Understanding Listening as a Skill

Listening is an active, interactional process in which a listener receives speech sounds and attaches meaning to spoken words.

It is important to distinguish between listening and hearing. While hearing is a physical, passive, and natural process, listening is a physical and mental, active, and learned skill.

What Makes a Good Listening Text?

  • Content: The text should be interesting to the audience. Understanding student profiles is essential, as interests vary significantly between learner groups.
  • Delivery: Factors such as length, audio quality, speaker accent, and delivery method are critical. The material must be clear and appropriate for the target learners.

Authentic Versus Pedagogical Materials

  • Authentic materials: Texts created by native speakers not originally intended for language learning, often featuring unfamiliar language use.
  • Pedagogical materials: Tools and resources specifically designed to facilitate teaching and learning.

Listening Sources

Various sources can be utilized in the language classroom, including:

  • Teacher and student talk
  • Guest speakers
  • Textbook recordings
  • TV, video, and DVD
  • Radio, songs, and the internet

Macro and Micro Listening Skills

  • Macro-skills: Skills relating to the discursive level of organization.
  • Micro-skills: Skills that remain at the sentence level.

Approaches to Listening: Bottom-Up and Top-Down

  • Top-down: Focuses on the overall meaning of the message by utilizing the learner’s background knowledge (e.g., providing keywords before an activity).
  • Bottom-up: Requires paying attention to specific sounds and words to construct meaning (e.g., dictogloss).

Listening Sub-Skills

  • Listening for gist: Listening to obtain a general idea.
  • Listening for specific information: Listening to extract a particular piece of data.
  • Listening in detail: Listening to every detail to understand as much as possible.
  • Listening to infer: Listening to understand the speaker’s feelings or intent.
  • Listening to questions and responding: Listening to provide answers.
  • Listening to descriptions: Listening to identify specific descriptive details.

Stages in Teaching Listening Skills

Listening sequences are typically divided into three stages:

  • Pre-listening: Activities that help students understand the task by activating existing knowledge (schemata) and making predictions (e.g., using photos or maps).
  • While-listening: Activities performed during or immediately after the listening task (e.g., Bingo).
  • Post-listening: Tasks requiring reflection, discussion, and writing, which often require more time than other stages (e.g., a reflection essay).

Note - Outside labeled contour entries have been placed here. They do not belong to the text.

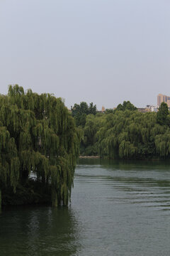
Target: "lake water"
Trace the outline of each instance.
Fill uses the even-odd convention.
[[[68,208],[0,214],[1,256],[166,256],[169,235],[169,162],[81,159]]]

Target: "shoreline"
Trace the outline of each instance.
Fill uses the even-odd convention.
[[[79,156],[79,159],[99,159],[100,156]]]

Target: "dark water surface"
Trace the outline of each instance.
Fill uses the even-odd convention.
[[[0,214],[0,256],[169,255],[169,162],[81,159],[68,208]]]

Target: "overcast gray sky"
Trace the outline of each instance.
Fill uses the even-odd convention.
[[[169,0],[0,0],[0,93],[137,107],[170,95]]]

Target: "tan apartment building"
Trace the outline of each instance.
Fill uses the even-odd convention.
[[[167,103],[168,107],[170,107],[170,96],[163,95],[159,93],[157,95],[157,105],[160,107],[162,102]]]

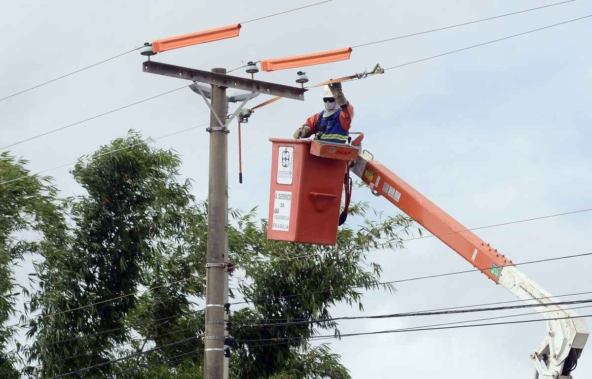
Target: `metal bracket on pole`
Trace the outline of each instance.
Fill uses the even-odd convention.
[[[208,267],[226,267],[226,263],[206,263],[205,264],[205,268],[208,268]]]
[[[224,321],[219,321],[219,320],[209,320],[205,322],[205,324],[207,324],[207,325],[208,325],[208,324],[221,324],[221,325],[223,325],[224,324]]]
[[[240,105],[239,106],[239,108],[236,108],[236,111],[234,111],[234,113],[232,114],[232,115],[229,117],[228,119],[226,120],[226,124],[224,124],[224,127],[227,127],[228,125],[230,124],[230,122],[232,121],[232,120],[233,120],[235,117],[236,117],[236,115],[239,113],[240,113],[240,111],[243,110],[243,108],[247,103],[247,102],[252,99],[253,98],[255,97],[256,96],[257,96],[256,92],[251,92],[250,93],[249,93],[249,96],[247,96],[247,98],[243,101],[243,102],[240,103]]]
[[[201,88],[200,88],[200,86],[196,86],[195,88],[197,89],[197,91],[200,93],[200,95],[201,95],[201,97],[203,98],[204,101],[205,102],[205,103],[207,105],[208,108],[210,108],[210,112],[211,112],[211,114],[214,115],[214,116],[218,121],[218,124],[220,125],[220,129],[218,129],[217,127],[214,127],[213,128],[208,128],[207,129],[206,129],[206,130],[208,131],[208,132],[213,131],[214,130],[226,131],[227,129],[226,125],[224,125],[224,123],[222,122],[222,120],[220,119],[220,117],[218,116],[218,115],[216,114],[216,112],[214,111],[214,108],[212,108],[212,105],[210,103],[209,101],[208,101],[208,99],[205,97],[205,94],[204,93],[204,91],[201,90]]]
[[[298,87],[256,80],[240,76],[233,76],[210,71],[189,69],[155,62],[153,60],[144,62],[142,64],[142,70],[144,72],[178,77],[193,82],[207,83],[227,88],[244,89],[252,92],[279,96],[296,100],[304,101],[304,92],[308,90],[305,88],[298,88]]]

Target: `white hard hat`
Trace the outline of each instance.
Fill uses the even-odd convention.
[[[323,86],[323,98],[332,98],[333,93],[331,92],[331,89],[327,85]]]

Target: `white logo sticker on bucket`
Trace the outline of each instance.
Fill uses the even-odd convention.
[[[292,192],[276,191],[274,199],[274,216],[272,218],[272,230],[287,232],[290,228],[290,208],[292,205]]]
[[[280,146],[278,148],[278,184],[291,184],[294,175],[294,148],[289,146]]]

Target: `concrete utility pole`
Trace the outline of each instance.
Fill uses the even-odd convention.
[[[225,74],[226,69],[212,72]],[[223,379],[225,262],[228,236],[227,179],[227,129],[218,120],[226,120],[228,108],[226,88],[212,85],[212,113],[210,116],[210,180],[208,187],[208,247],[205,268],[205,336],[204,379]],[[216,118],[217,116],[217,118]]]

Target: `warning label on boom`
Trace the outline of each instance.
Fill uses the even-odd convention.
[[[274,217],[271,229],[287,232],[290,228],[290,207],[292,205],[292,192],[276,191],[274,199]]]
[[[291,184],[294,174],[294,148],[280,146],[278,150],[278,184]]]

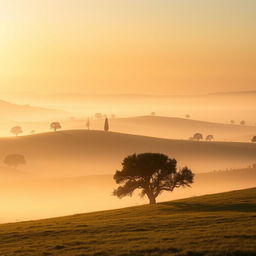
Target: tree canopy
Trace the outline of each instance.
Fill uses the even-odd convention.
[[[120,184],[113,194],[118,198],[132,196],[136,189],[147,195],[150,204],[163,191],[173,191],[193,183],[194,174],[187,167],[177,170],[177,161],[161,153],[143,153],[127,156],[117,170],[114,179]]]
[[[56,132],[58,129],[61,129],[61,125],[59,122],[53,122],[51,123],[50,128]]]
[[[195,133],[193,136],[193,140],[202,140],[203,135],[201,133]]]
[[[12,129],[10,130],[10,132],[12,134],[15,134],[16,136],[18,136],[20,133],[23,133],[22,128],[20,126],[14,126],[12,127]]]
[[[205,138],[205,140],[207,140],[207,141],[211,141],[213,139],[214,139],[214,137],[211,134],[207,135],[206,138]]]

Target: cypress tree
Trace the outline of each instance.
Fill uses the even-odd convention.
[[[105,119],[104,131],[105,131],[105,132],[108,132],[108,131],[109,131],[108,118]]]

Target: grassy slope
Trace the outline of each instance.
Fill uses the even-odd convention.
[[[0,158],[20,153],[25,155],[33,168],[44,166],[57,169],[70,164],[72,169],[79,169],[75,166],[77,164],[81,165],[84,175],[113,173],[122,159],[134,152],[166,153],[176,158],[180,165],[188,165],[195,171],[207,171],[207,166],[213,170],[254,163],[256,144],[168,140],[87,130],[0,139]]]
[[[102,129],[103,122],[104,119],[91,120],[91,128]],[[216,140],[230,141],[237,137],[238,141],[250,142],[252,135],[255,133],[255,126],[222,124],[165,116],[115,118],[110,119],[109,123],[113,131],[169,139],[188,139],[196,132],[200,132],[204,137],[213,134]],[[66,129],[85,128],[85,120],[65,121],[62,124]]]
[[[0,225],[1,256],[255,255],[256,188]]]

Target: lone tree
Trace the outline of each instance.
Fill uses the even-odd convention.
[[[8,155],[4,159],[4,163],[12,168],[17,168],[18,165],[26,164],[26,159],[23,155]]]
[[[193,136],[193,140],[202,140],[203,139],[203,135],[201,133],[195,133]]]
[[[177,171],[177,161],[160,153],[133,154],[126,157],[122,170],[116,171],[114,179],[122,184],[113,195],[118,198],[132,196],[136,189],[141,190],[141,197],[147,195],[150,204],[163,191],[173,191],[178,187],[189,187],[194,174],[187,167]]]
[[[15,126],[12,127],[12,129],[10,130],[10,132],[16,136],[18,136],[19,134],[23,133],[22,128],[20,126]]]
[[[61,125],[59,122],[53,122],[50,125],[50,129],[53,129],[56,132],[58,129],[61,129]]]
[[[89,118],[87,118],[87,121],[86,121],[86,128],[88,130],[90,130],[90,119]]]
[[[108,132],[109,131],[109,124],[108,124],[108,119],[105,119],[105,123],[104,123],[104,131]]]
[[[205,140],[212,141],[212,140],[214,140],[214,137],[213,137],[213,135],[209,134],[206,136]]]

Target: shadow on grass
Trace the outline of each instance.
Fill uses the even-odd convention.
[[[218,212],[218,211],[234,211],[234,212],[255,212],[256,204],[254,203],[238,203],[227,205],[210,205],[202,203],[183,203],[183,202],[164,202],[160,205],[171,206],[170,209],[161,209],[161,211],[177,211],[177,212]]]

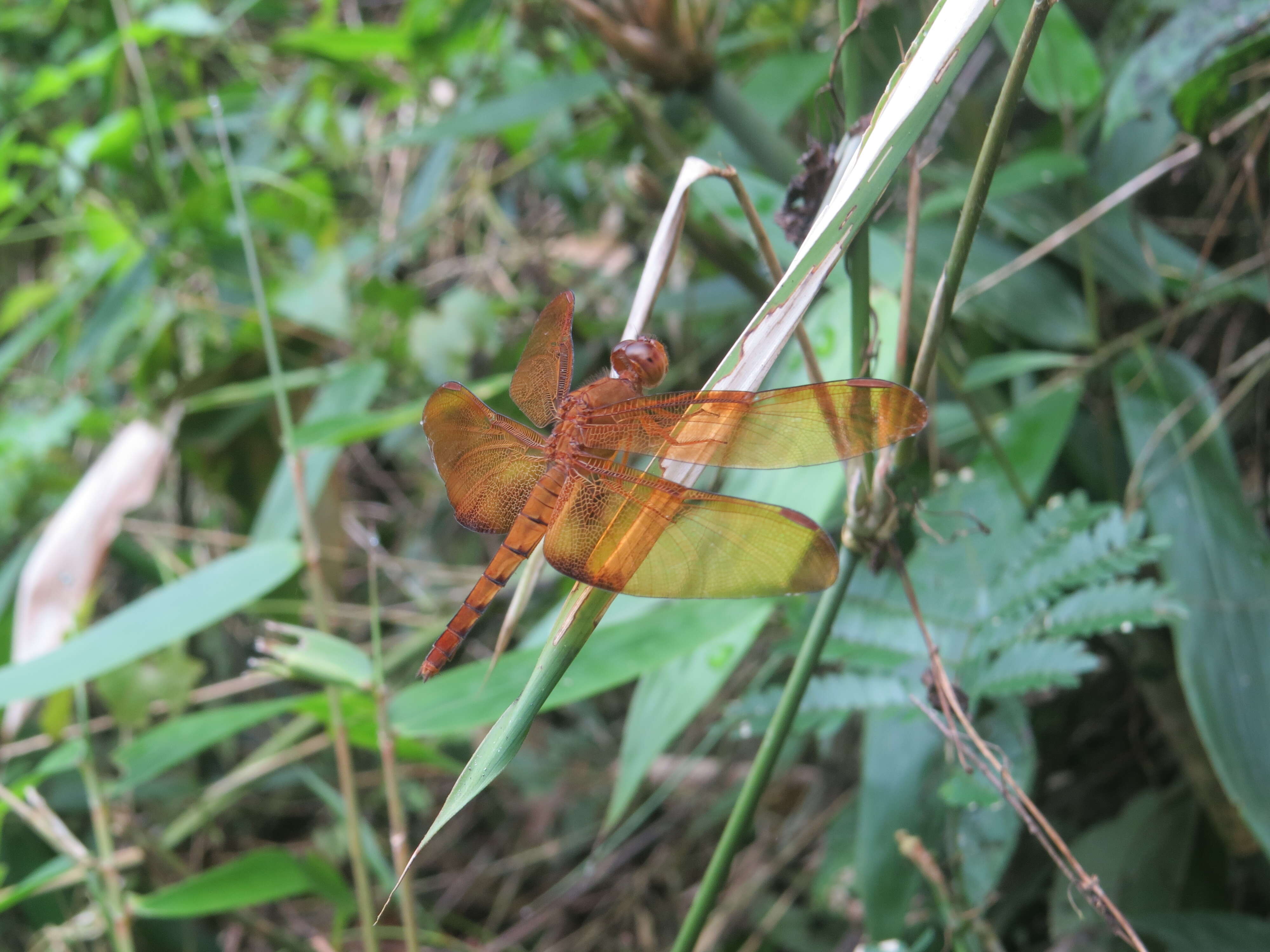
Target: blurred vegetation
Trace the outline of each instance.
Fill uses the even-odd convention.
[[[491,674],[507,600],[461,664],[414,682],[497,546],[452,517],[427,395],[458,380],[517,415],[511,371],[564,288],[575,380],[603,371],[688,155],[739,170],[787,264],[776,218],[799,154],[872,108],[931,11],[862,6],[847,102],[828,85],[829,0],[0,8],[0,660],[28,557],[89,466],[131,421],[171,440],[152,499],[80,579],[76,632],[42,666],[0,666],[0,704],[41,698],[0,748],[0,948],[366,947],[358,873],[377,910],[394,797],[409,850],[572,585],[546,569]],[[1001,0],[914,149],[898,360],[908,162],[876,206],[871,376],[908,378],[1029,8]],[[1025,94],[932,424],[894,486],[897,539],[978,730],[1152,952],[1266,949],[1270,11],[1062,3]],[[296,420],[307,578],[210,96]],[[701,386],[768,288],[729,187],[696,185],[650,326],[664,387]],[[850,300],[838,268],[805,320],[829,378],[859,371]],[[789,348],[767,386],[805,381]],[[711,486],[842,527],[837,466]],[[314,630],[319,579],[338,637]],[[420,852],[419,939],[394,904],[380,947],[668,947],[814,604],[618,598],[505,773]],[[1115,947],[914,708],[927,665],[876,559],[710,948]]]

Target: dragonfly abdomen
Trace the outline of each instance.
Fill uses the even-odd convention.
[[[489,608],[494,597],[507,585],[508,579],[512,578],[517,566],[542,541],[542,537],[547,532],[547,523],[551,522],[551,515],[555,513],[556,500],[563,484],[563,467],[547,467],[547,471],[542,473],[533,491],[530,493],[525,508],[512,523],[512,528],[507,533],[507,538],[503,539],[503,545],[498,547],[498,552],[490,559],[489,565],[485,566],[485,571],[481,572],[476,584],[472,585],[471,592],[467,593],[467,598],[464,599],[462,605],[455,612],[455,617],[450,619],[446,630],[441,632],[441,637],[437,638],[432,650],[428,651],[428,656],[419,668],[420,678],[428,680],[428,678],[433,677],[453,660],[455,652],[464,644],[464,638],[467,637],[467,633],[476,625],[478,619],[485,614],[485,609]]]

Current Trends in Teaching Listening

Metacognition in Listening: This involves awareness of how we understand what we hear and the ability to manage and improve the listening process through planning, monitoring, evaluation, and problem-solving.

Listening is most effective when integrated with speaking, reading, and writing. These four skills are taught together because, in real-life communication, they are used simultaneously to provide vocabulary and background knowledge.